Theresa May has nothing but problems, having been the PM during the three ghastly terror attacks of the last three months. She has responded by casting blame liberally, forgetting that before her election, she was the Home Secretary for six years under former PM David Cameron. The Home Secretary is in charge of counterterrorism. The Guardian newspaper reports that Theresa May reduced police forces by 21,500 officers, both as Home Secretary and PM, and the counter-terrorism budget, starting in 2010. Her opposition, the Labour Party, is naturally making a meal of the numbers, despite May’s defensive countercharges. However, the voters in London and the rest of the UK are feeling the shock of the terror attacks, and that may not be a good thing for the Conservatives or Theresa May on June 8th.

Brexit also brings up the question of borders in Ireland. A tourism lobby group in Northern Ireland, Hospitality Ulster, contends that any return to a border, hard or soft, between Northern Ireland and the Republic could hurt the North’s economy. More than half of external visitors to Northern Ireland come through Dublin first. After Brexit, will they need a visa? Will they bother to come at all, to wait at the border crossing, or choose to remain in the Republic?
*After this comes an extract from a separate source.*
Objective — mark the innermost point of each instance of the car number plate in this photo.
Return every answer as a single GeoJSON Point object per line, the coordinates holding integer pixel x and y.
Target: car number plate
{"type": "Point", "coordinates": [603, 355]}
Tourists pay a 20% tax on purchases in Northern Ireland, and 9% in the Republic; so, no, they may not bother to go north.

More importantly, a noticeable border between Northern Ireland and the Republic of Ireland would bring back memories of the bad old days of The Troubles in the 1970s, a time everyone would like to forget. These days the train from Dublin to Belfast slips across the border, its passengers ignorant of the fact until they see red post boxes instead of green ones, Union Jacks instead of the Irish Tricolour. When the Dublin train nears the station in Belfast, it passes a Guinness factory, and all is well: the two are the one Ireland, after all.

Will Brexit reunite Ireland? It’s a lovely thought; one Sinn Féin will try to make reality. The companion question is: will Brexit blow the United Kingdom apart? Pay attention to the British election results on Thursday: the answers will begin to emerge with those results.